Spaarzame fragmenten, veelal slechts te vinden in citaten van schrijvers die vele eeuwen later leefden, zijn alles wat ons rest van de geschiedschrijving van wat eens hoogstaande beschavingen waren. Karnak, Luxor, de areopagus van Athene, het waren ooit centra van beschaving, wat nu nog rest zijn de ruïnes met soms wat beelden van mythische goden. De mythologie van de Egyptenaren en Grieken is sommigen van ons nog bekend, veelal met de notie dat die mensen behoorlijk achterlijk waren om dat te geloven en dat we tegenwoordig toch echt zoveel meer weten van hoe de wereld werkt. Toch zijn we niet zo vergevorderd als we geneigd zijn te denken. Ook in onze dagen hebben we zo onze idolen, die door velen aanbeden en verafgood worden. In de kunst, op sociale media en zeker ook in de sport. Men kan bijvoorbeeld ‘training geven in de geest van Wiel Coerver’, of ‘een team laten voetballen in de geest van Johan Cruijff’ en we weten wat er bedoeld wordt met deze termen. Niemand die denkt dat hier een mythische figuur bedoeld wordt die niet echt heeft bestaan. Weinig mensen zullen gehoord hebben van Willem Mulier, maar hij is kennelijk ‘de vader van het Nederlandse voetbal’. Het zijn termen die onlangs nog in de krant te lezen waren en waar de echo van deze woorden uit Genesis in doorklinkt: “Ada baarde Jabal; deze is geweest een vader dergenen, die tenten bewoonden, en vee hadden. En de naam zijns broeders was Jubal; deze was de vader van allen, die harpen en orgelen handelen. En Zilla baarde ook Tubal-kain, een leermeester van allen werker in koper en ijzer“. (Genesis 4:20-22) Als kind snapte ik nooit hoe het kon dat deze Jubal de vader kon zijn van de mensen die nu in harpen en orgelen handelen, totdat mij jaren later uitgelegd werd dat hij de eerste was die harpen en orgels bouwde, en deze kunst vervolgens aan anderen leerde.

Dus de eerste of meest bekende persoon die een bepaalde vaardigheid, zoals het maken van een zeilschip, beheerste kwam in de loop van verschillende generaties bekend te staan als ‘de god van…” Het is precies dit principe wat ik bij Sanchoniathon en andere schrijvers uit de antieke oudheid teruglas.
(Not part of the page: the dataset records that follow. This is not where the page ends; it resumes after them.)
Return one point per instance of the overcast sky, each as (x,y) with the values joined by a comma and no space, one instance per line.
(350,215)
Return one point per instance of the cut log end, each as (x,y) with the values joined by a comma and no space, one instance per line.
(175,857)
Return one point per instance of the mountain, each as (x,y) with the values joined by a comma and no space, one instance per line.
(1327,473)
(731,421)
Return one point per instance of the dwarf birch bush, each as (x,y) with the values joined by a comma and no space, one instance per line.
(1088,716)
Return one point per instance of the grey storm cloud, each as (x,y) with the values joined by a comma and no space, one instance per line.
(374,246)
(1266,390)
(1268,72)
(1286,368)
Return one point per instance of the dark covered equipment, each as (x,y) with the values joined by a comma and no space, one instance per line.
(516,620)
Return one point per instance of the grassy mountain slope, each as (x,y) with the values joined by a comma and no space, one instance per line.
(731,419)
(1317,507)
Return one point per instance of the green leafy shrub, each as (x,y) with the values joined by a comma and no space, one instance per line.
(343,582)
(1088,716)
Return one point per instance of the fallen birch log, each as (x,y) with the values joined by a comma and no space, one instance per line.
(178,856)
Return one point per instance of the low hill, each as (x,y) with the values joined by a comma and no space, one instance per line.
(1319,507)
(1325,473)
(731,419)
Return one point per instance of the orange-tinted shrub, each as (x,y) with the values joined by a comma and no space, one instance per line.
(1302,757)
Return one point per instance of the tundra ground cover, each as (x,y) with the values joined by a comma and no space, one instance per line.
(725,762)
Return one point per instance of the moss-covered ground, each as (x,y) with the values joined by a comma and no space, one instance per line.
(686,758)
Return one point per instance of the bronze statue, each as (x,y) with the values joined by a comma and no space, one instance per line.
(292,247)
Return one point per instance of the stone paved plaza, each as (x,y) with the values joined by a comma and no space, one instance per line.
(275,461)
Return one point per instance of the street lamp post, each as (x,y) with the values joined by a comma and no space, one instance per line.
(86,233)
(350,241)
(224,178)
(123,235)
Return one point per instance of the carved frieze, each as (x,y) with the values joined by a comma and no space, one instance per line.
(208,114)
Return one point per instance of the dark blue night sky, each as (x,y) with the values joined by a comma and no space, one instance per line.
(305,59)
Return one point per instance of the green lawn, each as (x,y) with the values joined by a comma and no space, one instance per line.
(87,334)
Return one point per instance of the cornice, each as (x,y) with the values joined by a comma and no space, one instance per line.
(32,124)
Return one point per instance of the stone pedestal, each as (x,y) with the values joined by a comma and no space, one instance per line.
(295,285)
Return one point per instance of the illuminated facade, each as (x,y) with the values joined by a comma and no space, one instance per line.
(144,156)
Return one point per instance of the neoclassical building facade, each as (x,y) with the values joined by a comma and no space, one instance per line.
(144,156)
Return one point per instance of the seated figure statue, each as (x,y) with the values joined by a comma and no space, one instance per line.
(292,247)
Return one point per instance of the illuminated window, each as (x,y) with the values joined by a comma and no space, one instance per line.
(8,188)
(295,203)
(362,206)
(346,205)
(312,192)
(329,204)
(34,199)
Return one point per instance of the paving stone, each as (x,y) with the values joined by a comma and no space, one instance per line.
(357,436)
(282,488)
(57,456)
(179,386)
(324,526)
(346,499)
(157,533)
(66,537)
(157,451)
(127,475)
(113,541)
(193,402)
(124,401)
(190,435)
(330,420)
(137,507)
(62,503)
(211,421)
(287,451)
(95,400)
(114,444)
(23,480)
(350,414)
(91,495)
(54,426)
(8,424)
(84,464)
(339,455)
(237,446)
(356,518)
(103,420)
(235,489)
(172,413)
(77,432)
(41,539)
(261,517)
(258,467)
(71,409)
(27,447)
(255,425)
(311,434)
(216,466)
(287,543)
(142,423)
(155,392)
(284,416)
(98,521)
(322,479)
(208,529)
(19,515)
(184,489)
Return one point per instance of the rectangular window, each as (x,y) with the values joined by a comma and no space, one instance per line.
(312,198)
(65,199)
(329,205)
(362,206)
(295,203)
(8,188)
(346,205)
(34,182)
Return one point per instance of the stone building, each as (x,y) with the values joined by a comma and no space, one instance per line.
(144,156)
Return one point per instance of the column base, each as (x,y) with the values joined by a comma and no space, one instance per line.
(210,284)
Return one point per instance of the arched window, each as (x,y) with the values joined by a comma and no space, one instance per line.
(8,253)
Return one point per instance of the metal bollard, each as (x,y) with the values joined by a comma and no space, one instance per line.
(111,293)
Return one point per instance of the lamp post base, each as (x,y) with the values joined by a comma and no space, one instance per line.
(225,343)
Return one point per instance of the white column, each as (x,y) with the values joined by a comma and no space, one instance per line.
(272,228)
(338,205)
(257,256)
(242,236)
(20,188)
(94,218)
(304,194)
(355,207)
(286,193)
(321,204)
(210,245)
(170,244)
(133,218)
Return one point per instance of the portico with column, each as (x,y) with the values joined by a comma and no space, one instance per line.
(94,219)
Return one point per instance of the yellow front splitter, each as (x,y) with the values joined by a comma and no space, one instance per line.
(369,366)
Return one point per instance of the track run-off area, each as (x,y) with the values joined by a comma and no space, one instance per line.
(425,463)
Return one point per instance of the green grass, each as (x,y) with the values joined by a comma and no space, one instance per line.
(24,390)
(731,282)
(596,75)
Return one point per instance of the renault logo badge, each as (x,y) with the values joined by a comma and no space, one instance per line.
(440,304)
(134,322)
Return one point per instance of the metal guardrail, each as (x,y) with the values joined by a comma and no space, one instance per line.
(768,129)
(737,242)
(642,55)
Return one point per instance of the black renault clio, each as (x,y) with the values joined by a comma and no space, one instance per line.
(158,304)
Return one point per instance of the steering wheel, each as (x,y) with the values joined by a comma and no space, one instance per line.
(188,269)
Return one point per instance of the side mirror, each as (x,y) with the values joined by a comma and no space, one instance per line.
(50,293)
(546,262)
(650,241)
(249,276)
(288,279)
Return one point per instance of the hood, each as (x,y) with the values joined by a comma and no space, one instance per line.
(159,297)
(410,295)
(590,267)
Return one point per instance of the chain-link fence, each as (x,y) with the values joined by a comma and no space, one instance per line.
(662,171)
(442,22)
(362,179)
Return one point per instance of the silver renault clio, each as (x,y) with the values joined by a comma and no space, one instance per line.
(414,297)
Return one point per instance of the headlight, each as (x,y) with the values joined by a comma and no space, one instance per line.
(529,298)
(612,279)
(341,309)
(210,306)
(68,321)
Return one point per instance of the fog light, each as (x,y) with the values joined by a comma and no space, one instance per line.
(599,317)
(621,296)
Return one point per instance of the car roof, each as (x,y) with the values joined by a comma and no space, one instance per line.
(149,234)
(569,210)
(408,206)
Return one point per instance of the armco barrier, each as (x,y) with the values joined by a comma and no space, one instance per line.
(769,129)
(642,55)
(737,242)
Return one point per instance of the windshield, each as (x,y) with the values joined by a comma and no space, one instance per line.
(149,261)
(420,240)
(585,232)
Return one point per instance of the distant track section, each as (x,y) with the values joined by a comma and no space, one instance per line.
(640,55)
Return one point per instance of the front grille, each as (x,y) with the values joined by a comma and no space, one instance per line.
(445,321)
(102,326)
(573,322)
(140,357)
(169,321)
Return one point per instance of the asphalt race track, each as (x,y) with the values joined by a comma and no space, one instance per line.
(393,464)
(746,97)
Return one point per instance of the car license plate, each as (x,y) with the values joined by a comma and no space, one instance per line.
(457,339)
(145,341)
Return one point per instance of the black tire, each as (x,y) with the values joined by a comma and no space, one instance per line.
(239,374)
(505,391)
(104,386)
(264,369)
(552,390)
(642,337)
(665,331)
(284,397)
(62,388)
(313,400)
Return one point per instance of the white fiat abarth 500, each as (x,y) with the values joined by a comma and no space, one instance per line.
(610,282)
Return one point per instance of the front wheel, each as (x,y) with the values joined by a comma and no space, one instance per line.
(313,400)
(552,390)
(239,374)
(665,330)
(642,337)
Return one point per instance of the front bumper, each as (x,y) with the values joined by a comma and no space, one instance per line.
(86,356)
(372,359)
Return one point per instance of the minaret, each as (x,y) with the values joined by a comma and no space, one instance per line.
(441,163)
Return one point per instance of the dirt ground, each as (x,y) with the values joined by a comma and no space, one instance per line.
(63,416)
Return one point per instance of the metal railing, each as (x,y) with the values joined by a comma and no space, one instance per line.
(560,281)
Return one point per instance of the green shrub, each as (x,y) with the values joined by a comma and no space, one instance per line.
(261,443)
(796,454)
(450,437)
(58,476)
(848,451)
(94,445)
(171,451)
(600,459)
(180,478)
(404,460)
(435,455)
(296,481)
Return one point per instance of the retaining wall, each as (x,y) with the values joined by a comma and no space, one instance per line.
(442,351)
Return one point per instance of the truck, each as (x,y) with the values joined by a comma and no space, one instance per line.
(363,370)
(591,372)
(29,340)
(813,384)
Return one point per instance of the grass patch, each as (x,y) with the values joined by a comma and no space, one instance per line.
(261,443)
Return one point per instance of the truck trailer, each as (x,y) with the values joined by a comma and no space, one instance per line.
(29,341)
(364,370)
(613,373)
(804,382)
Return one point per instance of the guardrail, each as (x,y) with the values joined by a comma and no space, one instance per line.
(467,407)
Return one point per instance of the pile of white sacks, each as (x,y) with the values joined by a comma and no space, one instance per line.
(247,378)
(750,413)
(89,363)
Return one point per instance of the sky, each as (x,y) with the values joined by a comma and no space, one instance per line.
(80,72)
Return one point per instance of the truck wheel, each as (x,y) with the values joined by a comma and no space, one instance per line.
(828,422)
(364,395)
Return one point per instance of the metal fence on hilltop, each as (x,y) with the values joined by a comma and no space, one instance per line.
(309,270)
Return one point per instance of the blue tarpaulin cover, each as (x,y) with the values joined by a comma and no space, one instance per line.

Enig speurwerk leverde namelijk een boek op met de vertaling van zijn werk. Nog verder zoeken had een verzameling aan vertaalde fragmenten van geschiedschrijvers uit het Nabije Oosten als resultaat. Het ontroerde mij hoezeer al deze bronnen hetzelfde verhaal vertellen en hoezeer zij de authenticiteit van de boeken van Mozes en eigenlijk het hele Oude Testament bevestigen. Noach, de toren van Babel, Abraham, Jacob, de uittocht uit Egypte, het is allemaal te lezen in de Babylonische, Chaldeese, Egyptische en Fenicische geschiedschrijving. In die dagen was het gewoon bekend, zoals we ook in de Bijbel lezen, dat de oudtestamentische geschiedenissen gebeurd zijn om de mensheid te laten weten dat God bestaat en dat Zijn volk Israël is, met een boodschap voor de hele wereld (Exodus 9:14; 1 Samuël 17:46; 1 Koningen 8:23, 24; Daniël 6:26; Jeremia 25:15,26).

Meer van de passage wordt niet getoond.